Purtroppo le speranze che quell’evento rappresentasse davvero una svolta nel futuro del mondo, durarono lo spazio di pochi mesi. Putin, ritornato in patria, diede subito segnali precisi sulla sua strategia interna di repressione di qualsiasi forma di contestazione alla sua leadership. Iniziò ad arrestare gli oligarchi che non seguivano pedissequamente le sue istruzioni (nel 2003 il caso Khodorkovsky fu l’esempio più lampante del pugno di ferro adottato dal leader del Cremlino contro gli oligarchi insubordinati); impartì precise raccomandazioni ai propri generali di concludere con le maniere forti l’assedio della città di Grozny in Cecenia, dove ci furono migliaia di morti; soprattutto, nel 2004, si oppose all’annullamento delle elezioni presidenziali avvenute in Ucraina che avevano portato all’elezione del leader filo-russo Yanukovych, rimosso, poi, dalla carica da una sentenza della Corte Suprema ucraina per via degli accertati brogli intervenuti durante le operazioni di voto.
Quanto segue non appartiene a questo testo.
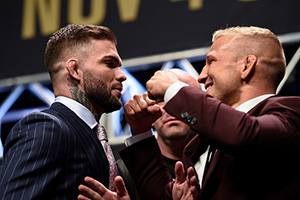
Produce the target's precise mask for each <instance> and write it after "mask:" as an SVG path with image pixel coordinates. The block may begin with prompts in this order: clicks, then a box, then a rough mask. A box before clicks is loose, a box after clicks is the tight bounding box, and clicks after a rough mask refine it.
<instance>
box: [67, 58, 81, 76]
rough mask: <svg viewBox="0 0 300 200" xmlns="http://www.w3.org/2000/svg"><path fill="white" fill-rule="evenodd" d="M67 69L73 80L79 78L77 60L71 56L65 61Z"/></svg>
mask: <svg viewBox="0 0 300 200" xmlns="http://www.w3.org/2000/svg"><path fill="white" fill-rule="evenodd" d="M66 67H67V70H68V72H69V75H70V76H71V77H73V78H74V79H75V80H78V81H79V80H80V79H81V77H80V70H79V69H78V60H77V59H74V58H71V59H69V60H68V61H67V63H66Z"/></svg>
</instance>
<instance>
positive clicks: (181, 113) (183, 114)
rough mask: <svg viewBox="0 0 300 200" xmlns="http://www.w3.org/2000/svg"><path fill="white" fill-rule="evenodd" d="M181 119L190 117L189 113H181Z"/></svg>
mask: <svg viewBox="0 0 300 200" xmlns="http://www.w3.org/2000/svg"><path fill="white" fill-rule="evenodd" d="M180 116H181V118H183V119H185V118H187V117H188V116H189V114H188V113H187V112H184V113H181V115H180Z"/></svg>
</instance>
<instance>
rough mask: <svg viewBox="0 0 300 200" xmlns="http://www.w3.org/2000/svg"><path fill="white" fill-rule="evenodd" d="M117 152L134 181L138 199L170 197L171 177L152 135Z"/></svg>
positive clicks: (169, 198)
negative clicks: (137, 192) (137, 195)
mask: <svg viewBox="0 0 300 200" xmlns="http://www.w3.org/2000/svg"><path fill="white" fill-rule="evenodd" d="M119 153H120V156H121V158H122V160H123V161H124V163H125V165H126V167H127V168H128V170H129V172H130V174H131V175H132V177H133V179H134V181H135V185H136V187H137V190H138V193H139V196H140V199H145V200H152V199H153V200H159V199H172V185H173V179H172V178H171V176H170V174H169V173H168V170H167V167H166V165H165V164H164V163H163V158H162V156H161V152H160V149H159V147H158V144H157V142H156V139H155V137H154V136H153V137H150V138H147V139H144V140H142V141H140V142H137V143H135V144H133V145H131V146H129V147H126V148H125V149H124V150H122V151H120V152H119Z"/></svg>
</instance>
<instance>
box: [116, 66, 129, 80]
mask: <svg viewBox="0 0 300 200" xmlns="http://www.w3.org/2000/svg"><path fill="white" fill-rule="evenodd" d="M116 79H117V80H118V81H119V82H123V81H125V80H126V79H127V77H126V75H125V73H124V72H123V71H122V70H121V68H118V70H117V72H116Z"/></svg>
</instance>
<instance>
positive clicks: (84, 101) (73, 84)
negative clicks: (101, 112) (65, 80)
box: [68, 78, 101, 121]
mask: <svg viewBox="0 0 300 200" xmlns="http://www.w3.org/2000/svg"><path fill="white" fill-rule="evenodd" d="M68 86H69V91H70V94H71V95H72V98H73V99H74V100H75V101H77V102H79V103H81V104H82V105H84V106H85V107H86V108H87V109H89V110H90V111H91V112H92V113H93V115H94V117H95V119H96V120H97V121H99V119H100V117H101V114H99V113H98V112H96V110H95V109H94V107H93V105H92V103H91V102H90V100H89V99H88V97H87V96H86V94H85V93H84V92H83V91H82V90H81V89H80V88H79V87H78V84H77V83H76V81H75V80H74V79H72V78H68Z"/></svg>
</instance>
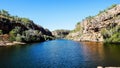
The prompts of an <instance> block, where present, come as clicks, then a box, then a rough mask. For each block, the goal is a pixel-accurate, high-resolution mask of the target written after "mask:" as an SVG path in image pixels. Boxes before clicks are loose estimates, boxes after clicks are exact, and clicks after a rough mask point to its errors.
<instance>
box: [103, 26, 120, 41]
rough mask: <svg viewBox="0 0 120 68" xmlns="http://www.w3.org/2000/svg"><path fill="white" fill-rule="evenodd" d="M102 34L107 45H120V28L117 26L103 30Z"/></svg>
mask: <svg viewBox="0 0 120 68" xmlns="http://www.w3.org/2000/svg"><path fill="white" fill-rule="evenodd" d="M101 34H102V35H103V37H104V39H105V42H106V43H109V42H111V43H120V26H115V27H113V28H110V29H108V30H107V29H105V28H104V29H102V30H101Z"/></svg>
A fronte di queste condotte “non proprio in linea” con gli accordi di Pratica di Mare, dall’altra parte, gli americani non stettero, certo, “alla finestra”. Iniziarono una politica di moral suasion per convincere diversi paesi dell’Europa orientale, ex alleati di Mosca, a scegliere di aderire alla Nato: una condotta che ovviamente fu vissuta da Putin come una provocazione, non solo non in linea con le intese di Pratica di Mare, ma che violava manifestatamente quel principio, non negoziabile per i russi, che la Nato non dovesse avere nessun proprio membro ai confini del territorio russo.
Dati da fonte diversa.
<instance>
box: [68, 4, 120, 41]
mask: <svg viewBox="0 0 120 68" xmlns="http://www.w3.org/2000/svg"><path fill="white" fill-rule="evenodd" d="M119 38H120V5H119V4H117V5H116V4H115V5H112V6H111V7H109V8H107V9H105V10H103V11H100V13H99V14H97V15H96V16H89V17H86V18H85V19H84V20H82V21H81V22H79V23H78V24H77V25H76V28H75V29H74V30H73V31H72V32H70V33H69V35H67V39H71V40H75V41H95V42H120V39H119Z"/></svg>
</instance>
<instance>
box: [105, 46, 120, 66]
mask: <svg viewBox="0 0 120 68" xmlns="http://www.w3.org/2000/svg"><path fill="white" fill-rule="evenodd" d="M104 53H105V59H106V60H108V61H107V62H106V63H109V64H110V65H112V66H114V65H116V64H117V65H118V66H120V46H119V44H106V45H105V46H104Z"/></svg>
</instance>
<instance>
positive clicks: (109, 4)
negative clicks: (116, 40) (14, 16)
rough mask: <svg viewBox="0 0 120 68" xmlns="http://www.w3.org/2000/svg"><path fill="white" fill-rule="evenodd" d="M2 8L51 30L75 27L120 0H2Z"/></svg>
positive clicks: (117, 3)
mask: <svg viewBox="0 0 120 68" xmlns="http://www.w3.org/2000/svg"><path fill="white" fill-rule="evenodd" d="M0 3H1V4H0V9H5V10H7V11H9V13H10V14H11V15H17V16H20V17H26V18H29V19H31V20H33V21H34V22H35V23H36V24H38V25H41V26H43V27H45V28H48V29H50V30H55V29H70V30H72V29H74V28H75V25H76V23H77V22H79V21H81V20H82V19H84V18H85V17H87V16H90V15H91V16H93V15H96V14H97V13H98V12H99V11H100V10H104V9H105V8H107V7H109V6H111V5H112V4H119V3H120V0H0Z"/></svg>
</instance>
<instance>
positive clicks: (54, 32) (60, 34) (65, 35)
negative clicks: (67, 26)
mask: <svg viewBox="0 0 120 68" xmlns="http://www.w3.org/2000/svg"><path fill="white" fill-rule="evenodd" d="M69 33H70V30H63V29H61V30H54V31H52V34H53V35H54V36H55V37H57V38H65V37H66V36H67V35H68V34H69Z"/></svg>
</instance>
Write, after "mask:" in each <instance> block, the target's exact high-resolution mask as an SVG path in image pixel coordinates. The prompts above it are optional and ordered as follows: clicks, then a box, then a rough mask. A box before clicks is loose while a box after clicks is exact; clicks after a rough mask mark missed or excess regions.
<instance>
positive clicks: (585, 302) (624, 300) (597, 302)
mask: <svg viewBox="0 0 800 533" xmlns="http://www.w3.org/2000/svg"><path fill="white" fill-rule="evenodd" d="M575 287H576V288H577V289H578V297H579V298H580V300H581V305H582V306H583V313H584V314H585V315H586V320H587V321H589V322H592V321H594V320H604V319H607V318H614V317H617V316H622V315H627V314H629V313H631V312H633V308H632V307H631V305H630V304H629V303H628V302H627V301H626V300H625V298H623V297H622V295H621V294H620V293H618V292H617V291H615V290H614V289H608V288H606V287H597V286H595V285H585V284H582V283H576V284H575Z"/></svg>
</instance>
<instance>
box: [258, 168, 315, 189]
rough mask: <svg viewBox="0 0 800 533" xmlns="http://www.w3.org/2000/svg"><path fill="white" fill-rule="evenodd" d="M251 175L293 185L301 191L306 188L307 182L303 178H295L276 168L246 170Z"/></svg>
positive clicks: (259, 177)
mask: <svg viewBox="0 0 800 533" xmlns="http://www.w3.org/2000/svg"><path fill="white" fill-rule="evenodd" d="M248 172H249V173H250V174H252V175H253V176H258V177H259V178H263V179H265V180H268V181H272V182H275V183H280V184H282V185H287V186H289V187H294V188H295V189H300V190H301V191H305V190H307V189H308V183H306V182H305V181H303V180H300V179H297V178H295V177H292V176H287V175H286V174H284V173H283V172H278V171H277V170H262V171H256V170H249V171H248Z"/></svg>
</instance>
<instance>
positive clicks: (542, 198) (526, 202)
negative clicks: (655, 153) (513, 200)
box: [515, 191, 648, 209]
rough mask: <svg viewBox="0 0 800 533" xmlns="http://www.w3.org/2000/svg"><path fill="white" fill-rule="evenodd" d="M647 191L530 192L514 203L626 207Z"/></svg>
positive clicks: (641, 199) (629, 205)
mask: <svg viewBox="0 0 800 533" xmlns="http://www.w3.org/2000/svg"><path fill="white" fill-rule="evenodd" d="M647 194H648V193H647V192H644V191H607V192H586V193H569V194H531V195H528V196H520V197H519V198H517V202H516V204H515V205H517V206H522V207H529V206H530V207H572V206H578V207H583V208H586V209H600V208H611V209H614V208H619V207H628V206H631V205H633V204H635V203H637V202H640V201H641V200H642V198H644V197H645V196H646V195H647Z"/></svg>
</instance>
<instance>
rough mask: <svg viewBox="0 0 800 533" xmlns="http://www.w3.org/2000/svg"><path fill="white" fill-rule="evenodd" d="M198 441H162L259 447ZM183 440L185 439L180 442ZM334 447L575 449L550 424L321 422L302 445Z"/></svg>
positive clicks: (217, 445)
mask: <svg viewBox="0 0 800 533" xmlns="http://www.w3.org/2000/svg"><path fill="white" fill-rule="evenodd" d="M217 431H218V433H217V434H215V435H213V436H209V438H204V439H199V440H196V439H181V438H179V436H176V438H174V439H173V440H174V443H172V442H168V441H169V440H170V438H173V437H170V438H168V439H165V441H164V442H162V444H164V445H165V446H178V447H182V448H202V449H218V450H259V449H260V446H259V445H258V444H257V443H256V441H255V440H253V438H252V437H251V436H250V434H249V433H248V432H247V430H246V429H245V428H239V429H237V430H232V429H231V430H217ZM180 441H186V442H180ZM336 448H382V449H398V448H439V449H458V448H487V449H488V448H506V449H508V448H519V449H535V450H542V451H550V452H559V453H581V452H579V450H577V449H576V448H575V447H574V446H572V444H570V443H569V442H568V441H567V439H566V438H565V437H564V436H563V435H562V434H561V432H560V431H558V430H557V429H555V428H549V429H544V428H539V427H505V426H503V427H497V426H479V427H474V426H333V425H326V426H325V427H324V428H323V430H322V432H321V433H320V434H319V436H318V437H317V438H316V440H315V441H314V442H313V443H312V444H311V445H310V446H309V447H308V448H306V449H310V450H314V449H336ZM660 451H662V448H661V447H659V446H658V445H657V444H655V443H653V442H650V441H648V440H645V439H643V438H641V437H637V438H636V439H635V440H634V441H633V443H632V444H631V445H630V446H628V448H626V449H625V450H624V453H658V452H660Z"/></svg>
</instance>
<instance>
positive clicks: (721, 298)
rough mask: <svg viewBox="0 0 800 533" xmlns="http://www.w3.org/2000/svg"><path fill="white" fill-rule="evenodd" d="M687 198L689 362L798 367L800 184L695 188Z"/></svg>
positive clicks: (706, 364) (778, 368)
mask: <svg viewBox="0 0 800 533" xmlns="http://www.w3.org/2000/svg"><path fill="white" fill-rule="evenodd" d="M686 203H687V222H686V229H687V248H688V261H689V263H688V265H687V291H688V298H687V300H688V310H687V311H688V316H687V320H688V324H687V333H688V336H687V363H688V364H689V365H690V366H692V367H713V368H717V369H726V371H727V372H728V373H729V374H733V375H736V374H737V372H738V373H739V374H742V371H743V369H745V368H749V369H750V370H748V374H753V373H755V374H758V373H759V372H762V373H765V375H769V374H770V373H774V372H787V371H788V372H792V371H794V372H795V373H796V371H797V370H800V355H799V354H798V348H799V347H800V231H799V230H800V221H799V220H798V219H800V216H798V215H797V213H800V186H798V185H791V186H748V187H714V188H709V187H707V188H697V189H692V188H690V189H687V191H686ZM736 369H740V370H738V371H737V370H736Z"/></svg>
Dal 2005 in avanti i toni concilianti di Pratica di Mare finirono… in soffitta. Sia la Russia sia gli Stati Uniti avevano dimenticato lo spirito dell’accordo del maggio 2002, avviandosi su un percorso che li avrebbe riportati ad uno scontro frontale quale quello che abbiamo anche oggi sotto gli occhi. Putin suggellò questo cambiamento di relazione con gli Stati Uniti e con la Nato nel 2007, quando, a Monaco di Baviera, denunciò l’esistenza, inaccettabile, di “unico padrone del mondo”, l’America, che accusò anche di “una forza eccessiva nelle proprie relazioni internazionali”. Da quel momento si innescò un effetto domino che partendo dalla Georgia e arrivando fino alla Crimea e poi all’Ucraina, segnò in modo irreversibile la fine del sogno berlusconiano di Pratica di Mare.